Hallucinogenic chemicals called tropane alkaloids are made by a number of plants including Atropa belladonna (deadly nightshade), Hyoscyamus niger(henbane), Mandragora officinarum (mandrake) and Datura stramonium(jimsonweed). During the Middle Ages, parts of these plants were used to make "brews," "oyntments" or "witches' salves" for witchcraft, sorcery and other nefarious activities.

Somewhere along the line, the observation was made that the hallucinogenic compounds, hyoscine in particular -- also known as scopolamine -- could be absorbed through sweat glands in the armpit or via the mucus membranes of the rectum or vaginal area. As compared to eating the plants or drinking their extracts, axial, rectal and vaginal routes of administration also bypassed the first cycle of rapid metabolism by the liver (and severe intestinal discomfort).

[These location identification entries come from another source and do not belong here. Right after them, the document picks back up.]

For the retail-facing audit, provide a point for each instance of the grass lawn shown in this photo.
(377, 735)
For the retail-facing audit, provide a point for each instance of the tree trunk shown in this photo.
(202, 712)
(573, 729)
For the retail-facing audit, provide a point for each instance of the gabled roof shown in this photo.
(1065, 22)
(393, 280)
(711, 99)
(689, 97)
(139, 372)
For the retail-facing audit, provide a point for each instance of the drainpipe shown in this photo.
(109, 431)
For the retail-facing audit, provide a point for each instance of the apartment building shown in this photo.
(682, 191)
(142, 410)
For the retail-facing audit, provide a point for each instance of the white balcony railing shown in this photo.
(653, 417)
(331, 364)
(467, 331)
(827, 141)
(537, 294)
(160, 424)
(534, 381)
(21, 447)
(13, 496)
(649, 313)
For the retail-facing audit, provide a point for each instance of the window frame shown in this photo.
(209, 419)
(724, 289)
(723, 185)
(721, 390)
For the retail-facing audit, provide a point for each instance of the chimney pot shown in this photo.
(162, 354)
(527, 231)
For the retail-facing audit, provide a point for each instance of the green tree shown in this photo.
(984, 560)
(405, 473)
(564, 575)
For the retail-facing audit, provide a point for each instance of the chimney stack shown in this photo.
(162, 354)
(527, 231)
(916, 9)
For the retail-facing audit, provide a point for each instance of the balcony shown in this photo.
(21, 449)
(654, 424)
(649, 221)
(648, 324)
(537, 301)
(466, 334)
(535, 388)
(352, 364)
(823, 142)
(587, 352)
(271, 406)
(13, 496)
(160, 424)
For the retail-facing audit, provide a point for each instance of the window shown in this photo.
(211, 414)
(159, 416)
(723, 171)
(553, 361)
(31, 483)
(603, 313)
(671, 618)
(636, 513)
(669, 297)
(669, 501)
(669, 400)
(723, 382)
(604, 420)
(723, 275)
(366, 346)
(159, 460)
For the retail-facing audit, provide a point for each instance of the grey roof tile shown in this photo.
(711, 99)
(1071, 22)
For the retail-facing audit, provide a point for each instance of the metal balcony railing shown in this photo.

Just how did the alleged witches apply said ointments? According to Mann, the earliest clue comes from a 1324 investigation of the case of Lady Alice Kyteler:

"In rifleing the closet of the ladie, they found a pipe of oyntment, wherewith she greased a staffe, upon which she ambled and galloped through thick and thin."
And from the fifteenth-century records of Jordanes de Bergamo:
"But the vulgar believe, and the witches confess, that on certain days or nights they anoint a staff and ride on it to the appointed place or anoint themselves under the arms and in other hairy places."
These passages account for why so many of the pictures of the time depict partially clothed or naked witches "astride their broomsticks," as shown in the woodcut image featured here.

Why Flying?
But what about the issue of flying on said broomsticks?

The tropane alkaloid hallucinogens tended to cause sleep, but with dreams that involved flying, "wild rides" and "frenzied dancing." A 1966 description of tropane alkaloid intoxication was offered by the Gustav Schenk:

"My teeth were clenched, and a dizzied rage took possession of me...but I also know that I was permeated by a peculiar sense of well-being connected with the crazy sensation that my feet were growing lighter, expanding and breaking loose from my own body. Each part of my body seemed to be going off on its own, and I was seized with the fear that I was falling apart. At the same time I experienced an intoxicating sensation of flying...I soared where my hallucinations - the clouds, the lowering sky, herds of beasts, falling leaves...billowing streamers of steam and rivers of molten metal - were swirling along."
So, these psychosensory experiences of flying were associated with boiled up hallucinogenic plants applied to the vulvovaginal area with a broomstick, probably used to mix the concoction.